Drug2cell is a new computational pipeline that can predict drug targets as well as drug side effects.
The tool takes pairs of drugs and their target molecules from the EMBL-EBI ChEMBL database leveraging single-cell profiles and the 19 million drug-target interactions. Drugs and target molecules can be queried and filtered based on quantitative bioactivity metrics, drug categories (ATC classification), clinical trial phase, and classes of molecular targets. The scores of the selected drugs in single cells or cell populations are calculated based on the target gene expressions in sn/scRNAseq data.
Once drug scores are calculated, the tool allows to:
- Find cells which are targeted by drugs of interest;
- Find drugs which target cells of interest;
- Find target molecules expressed in the target cells to infer a drug’s effect.
Drug2cell can identify specific cellular targets of bioactive molecules with drug properties based on single-cell RNA-seq data. This offers a new perspective on drug discovery process potentially revealing hidden mechanisms of action and predicting the impact of medicines on specific cell types.
- Drug2cell can enable and improve how new treatments are evaluated and how they affect organs and tissues.
- It allows for checking specific cell targets of drugs in organs of the body where single cell data is avaiable.
- In the context of the heart, the analysis identified pacemaker cell-expressed targets for non-cardiac medications with documented chronotropic effects. These included the anti-diabetic medication Liraglutide (GLP-1 analogue) and the anti-epileptic medication Perampanel (glutamate AMPA receptor inhibitor). Both drugs are known to alter heart rate, but since their targets were not known to be present in pacemaker cells prior to this study, alternative sites of action (the ANS and CNS, respectively) had been previously proposed as mediators of the side effects.
- Applying drug2cell to whole body cell atlas datasets will improve in silico screening by predicting adverse effects in cell types across all organs.
Several single-cell studies and methods have been published which use drug-response transcriptional signatures, obtained from cell line experiments, and data-mining to predict drug effects. However, these require the development of cell type-specific in vitro models, which can fail to fully recapitulate the profiles of their in vivo human counterparts. Drug2cell is leveraging single-cell profiles from tissue/organ donors providing more physiological predictions.

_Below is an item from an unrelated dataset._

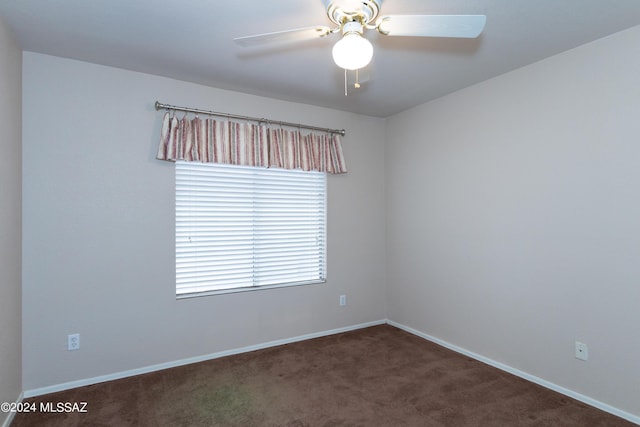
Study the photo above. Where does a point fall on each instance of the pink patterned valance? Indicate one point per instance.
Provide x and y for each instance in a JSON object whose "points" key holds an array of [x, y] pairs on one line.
{"points": [[248, 144]]}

There is a major need to identify new therapeutic targets. Additionally, off-target activity is a major reason for drug development failure and withdrawal. Single-cell technologies such as single-cell RNA sequencing (scRNA-seq) together with associated computational tools and the growing availability of public data to resources, have the opportunity to transform drug discovery and development. New opportunities are emerging in target identification due to improved disease understanding through cell subtyping, and multiplexed functional genomics screens incorporating scRNA-seq that are enhancing target prioritization.
Drug2cell can identify specific cellular targets of bioactive molecules with drug properties based on single-cell RNA-seq data, potentially revealing hidden mechanisms of action and predicting the impact of medicines on specific cell types. We leveraged our human heart data to map drugs to target-expressing cells. Several single-cell studies and methods have been published which use drug-response transcriptional signatures, obtained from cell line experiments, and data-mining to predict drug effects. However, these require the development of cell type-specific in vitro models, which (despite their increasing complexity) can fail to fully recapitulate the profiles of their in vivo counterparts.
Using our sc/ snRNAseq data as a reference, we took pairs of drug and target molecules from the ChEMBL database (https://www.ebi.ac.uk/chembl/) to comprehensively evaluate drug target expression in user-provided single-cell data and annotated cell populations. We developed a Python package, drug2cell, to streamline the workflow and apply selected drug-target pairs to single-cell datasets. Drugs and target molecules can be filtered based on quantitative bioactivity metrics, drug categories and clinical trial phases, and target molecule classes.
Cell atlasing efforts, especially those profiling cell types at a whole-body scale, provide valuable resources for understanding the similarity and difference of drug responses across organs. These datasets surveyed cross-tissue immune (Domínguez Conde et al. 2022) and vascular (Yang et al., unpublished) cells at the adult stages, as well as a multitude of immune cell types (Suo et al. 2022) and epithelial, mesenchymal and neuronal cells (Webb et al., unpublished) at the embryonic or foetal stages. Applications of drug2cell to these atlases hold promise for charting their drug-target interaction map at scale and discovering organ-shared or specific effects for cell types of interest.
While the above datasets will be released to the public domain with respective publications, Wellcome Sanger Institute might offer early data access for commercial projects with clear societal impact.
The Software is available for non-commercial use only. The Wellcome Sanger Institute is offering non-exclusive licenses to the software for comercial use.